Consider four points:
(1) For perfectly intellectually respectable reasons, many Conservatives are sceptical of the state’s ability to spend money wisely and achieve social improvement.
(2) Even defenders of state provision recognise that much public spending goes on ‘dead weight costs’; things which would have happened sooner or later without state intervention. For example, many released prisoners would not re-offend even if left entirely to their own devices, many unemployed people would get jobs without employment services.
(3) We continue to face a major squeeze on public spending, one which is worsened by the long list of cuts considered to be off the table because of their potential political toxicity.

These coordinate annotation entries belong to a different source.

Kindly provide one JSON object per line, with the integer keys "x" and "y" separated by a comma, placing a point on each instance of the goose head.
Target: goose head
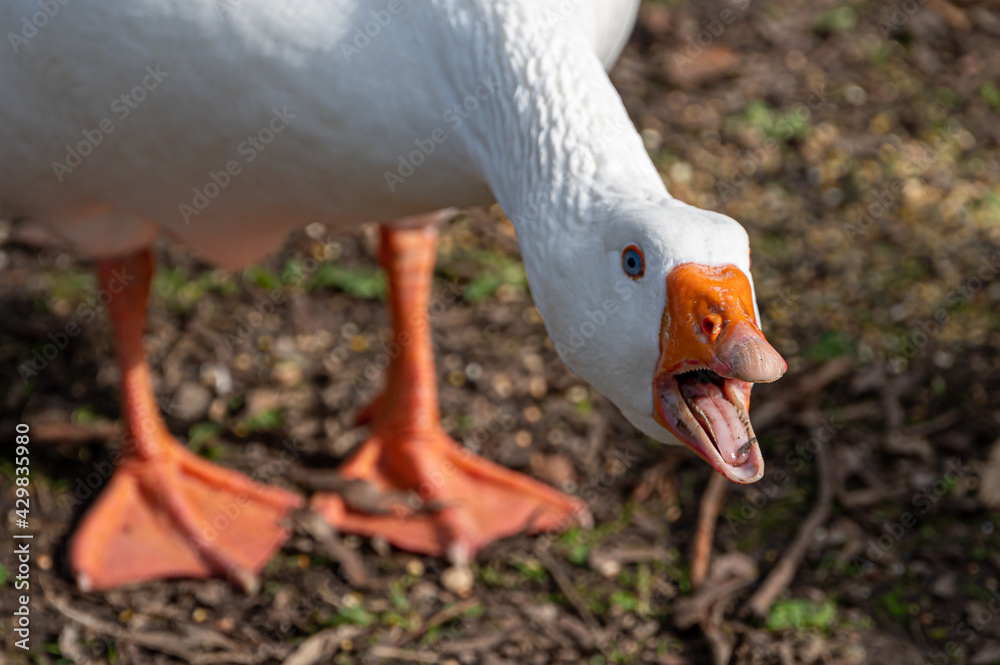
{"x": 654, "y": 306}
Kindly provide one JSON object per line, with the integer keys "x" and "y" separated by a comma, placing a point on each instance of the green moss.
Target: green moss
{"x": 801, "y": 614}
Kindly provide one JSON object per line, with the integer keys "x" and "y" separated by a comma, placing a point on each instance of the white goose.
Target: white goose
{"x": 224, "y": 125}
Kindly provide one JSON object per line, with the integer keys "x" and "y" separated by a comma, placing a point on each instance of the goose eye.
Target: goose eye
{"x": 632, "y": 262}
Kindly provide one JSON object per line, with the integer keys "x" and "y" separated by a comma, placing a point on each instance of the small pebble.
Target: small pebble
{"x": 458, "y": 579}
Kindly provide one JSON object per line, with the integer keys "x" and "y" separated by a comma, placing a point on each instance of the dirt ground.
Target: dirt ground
{"x": 857, "y": 142}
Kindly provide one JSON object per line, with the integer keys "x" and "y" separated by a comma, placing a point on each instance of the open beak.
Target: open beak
{"x": 711, "y": 352}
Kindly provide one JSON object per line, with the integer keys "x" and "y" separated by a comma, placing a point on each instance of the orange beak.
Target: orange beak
{"x": 711, "y": 352}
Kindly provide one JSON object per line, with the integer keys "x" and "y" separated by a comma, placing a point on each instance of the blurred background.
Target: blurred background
{"x": 856, "y": 141}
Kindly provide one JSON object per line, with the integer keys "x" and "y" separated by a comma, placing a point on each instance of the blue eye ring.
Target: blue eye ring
{"x": 633, "y": 263}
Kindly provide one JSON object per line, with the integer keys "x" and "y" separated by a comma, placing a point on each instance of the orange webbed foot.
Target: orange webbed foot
{"x": 445, "y": 500}
{"x": 178, "y": 515}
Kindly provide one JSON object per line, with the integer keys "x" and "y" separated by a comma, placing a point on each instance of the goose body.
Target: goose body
{"x": 371, "y": 110}
{"x": 226, "y": 124}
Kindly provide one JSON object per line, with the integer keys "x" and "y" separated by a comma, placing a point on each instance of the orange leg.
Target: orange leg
{"x": 167, "y": 512}
{"x": 446, "y": 499}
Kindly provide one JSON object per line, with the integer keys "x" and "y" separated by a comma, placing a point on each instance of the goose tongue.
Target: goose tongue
{"x": 720, "y": 420}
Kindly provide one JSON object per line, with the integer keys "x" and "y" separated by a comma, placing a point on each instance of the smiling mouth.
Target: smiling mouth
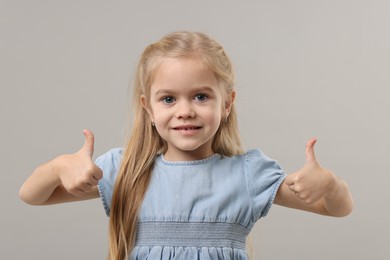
{"x": 187, "y": 128}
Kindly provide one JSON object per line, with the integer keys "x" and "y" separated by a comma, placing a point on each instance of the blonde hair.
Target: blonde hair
{"x": 144, "y": 143}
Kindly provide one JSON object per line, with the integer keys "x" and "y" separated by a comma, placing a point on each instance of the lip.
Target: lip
{"x": 186, "y": 128}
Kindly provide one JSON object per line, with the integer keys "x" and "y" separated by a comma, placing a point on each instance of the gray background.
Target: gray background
{"x": 304, "y": 68}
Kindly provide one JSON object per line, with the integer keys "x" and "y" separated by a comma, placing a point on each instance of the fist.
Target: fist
{"x": 78, "y": 172}
{"x": 312, "y": 182}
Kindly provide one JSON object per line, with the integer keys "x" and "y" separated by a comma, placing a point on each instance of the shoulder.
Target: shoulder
{"x": 113, "y": 156}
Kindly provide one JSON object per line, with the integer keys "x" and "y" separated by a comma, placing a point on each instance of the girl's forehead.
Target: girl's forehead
{"x": 183, "y": 72}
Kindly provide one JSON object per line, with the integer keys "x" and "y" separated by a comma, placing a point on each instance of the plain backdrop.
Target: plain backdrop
{"x": 304, "y": 69}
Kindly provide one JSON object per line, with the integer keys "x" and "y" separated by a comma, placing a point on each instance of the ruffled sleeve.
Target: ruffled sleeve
{"x": 263, "y": 176}
{"x": 109, "y": 163}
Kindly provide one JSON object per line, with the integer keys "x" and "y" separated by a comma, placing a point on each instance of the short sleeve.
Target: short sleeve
{"x": 109, "y": 163}
{"x": 264, "y": 177}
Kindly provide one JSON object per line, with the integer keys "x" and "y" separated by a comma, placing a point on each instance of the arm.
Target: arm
{"x": 315, "y": 189}
{"x": 70, "y": 177}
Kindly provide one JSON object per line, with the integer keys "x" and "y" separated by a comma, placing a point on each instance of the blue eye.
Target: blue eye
{"x": 168, "y": 99}
{"x": 201, "y": 97}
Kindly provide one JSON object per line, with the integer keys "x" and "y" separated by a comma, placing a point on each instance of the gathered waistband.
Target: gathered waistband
{"x": 191, "y": 234}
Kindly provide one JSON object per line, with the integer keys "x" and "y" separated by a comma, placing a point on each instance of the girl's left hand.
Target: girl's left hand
{"x": 312, "y": 182}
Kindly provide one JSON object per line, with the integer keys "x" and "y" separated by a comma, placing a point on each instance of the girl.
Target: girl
{"x": 183, "y": 188}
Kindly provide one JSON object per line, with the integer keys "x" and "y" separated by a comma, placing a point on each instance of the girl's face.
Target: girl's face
{"x": 186, "y": 106}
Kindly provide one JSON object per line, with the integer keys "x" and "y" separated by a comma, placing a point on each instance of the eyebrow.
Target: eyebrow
{"x": 195, "y": 90}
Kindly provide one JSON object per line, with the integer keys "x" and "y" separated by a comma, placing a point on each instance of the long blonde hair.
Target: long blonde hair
{"x": 144, "y": 143}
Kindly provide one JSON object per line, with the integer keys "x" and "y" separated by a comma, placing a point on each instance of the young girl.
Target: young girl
{"x": 183, "y": 188}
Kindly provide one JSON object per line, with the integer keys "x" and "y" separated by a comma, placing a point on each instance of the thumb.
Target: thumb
{"x": 310, "y": 156}
{"x": 88, "y": 146}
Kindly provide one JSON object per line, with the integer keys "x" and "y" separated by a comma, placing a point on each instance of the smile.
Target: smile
{"x": 186, "y": 128}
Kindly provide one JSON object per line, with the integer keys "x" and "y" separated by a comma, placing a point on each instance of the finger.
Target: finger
{"x": 289, "y": 180}
{"x": 310, "y": 156}
{"x": 98, "y": 174}
{"x": 93, "y": 181}
{"x": 89, "y": 142}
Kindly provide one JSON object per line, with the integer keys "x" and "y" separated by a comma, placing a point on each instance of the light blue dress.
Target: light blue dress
{"x": 198, "y": 209}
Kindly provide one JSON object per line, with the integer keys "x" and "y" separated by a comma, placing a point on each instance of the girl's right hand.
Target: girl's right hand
{"x": 69, "y": 177}
{"x": 78, "y": 173}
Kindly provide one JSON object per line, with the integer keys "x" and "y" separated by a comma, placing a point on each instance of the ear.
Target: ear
{"x": 229, "y": 102}
{"x": 147, "y": 108}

(4) Nevertheless, it is hard, in the face of social problems, for ministers to defend a ‘there’s nothing I can do’ position without looking complacent or ineffectual (one reason why the state grows even under Tory Governments).
The medium term outcome of delivering services through payment by results while also cutting per capita spending on those services may be to highlight that public spending at the levels the taxpayer is willing to fund is simply not efficacious.
Thus if PbR fails to deliver better outcomes, gradually, ministers may find it easier to divest themselves of various public policy responsibilities. To those who argue that such an approach is an abnegation of responsibility, the Government can point to the continuing existence of low performing PbR schemes and invite critics such as charities to put their money where their mouth is by becoming a provider themselves.
Opponents of outsourcing focus on the transfer of public funding and assets to the private and not for profit sectors. Critics of PbR worry that it may not lead to improvements in outcomes. But perhaps both are missing the point. The longer term, deeper impact of introducing payment by results in a context of austerity may be to provide a rationale for an unprecedented narrowing of the social outcomes for which Government accepts responsibility.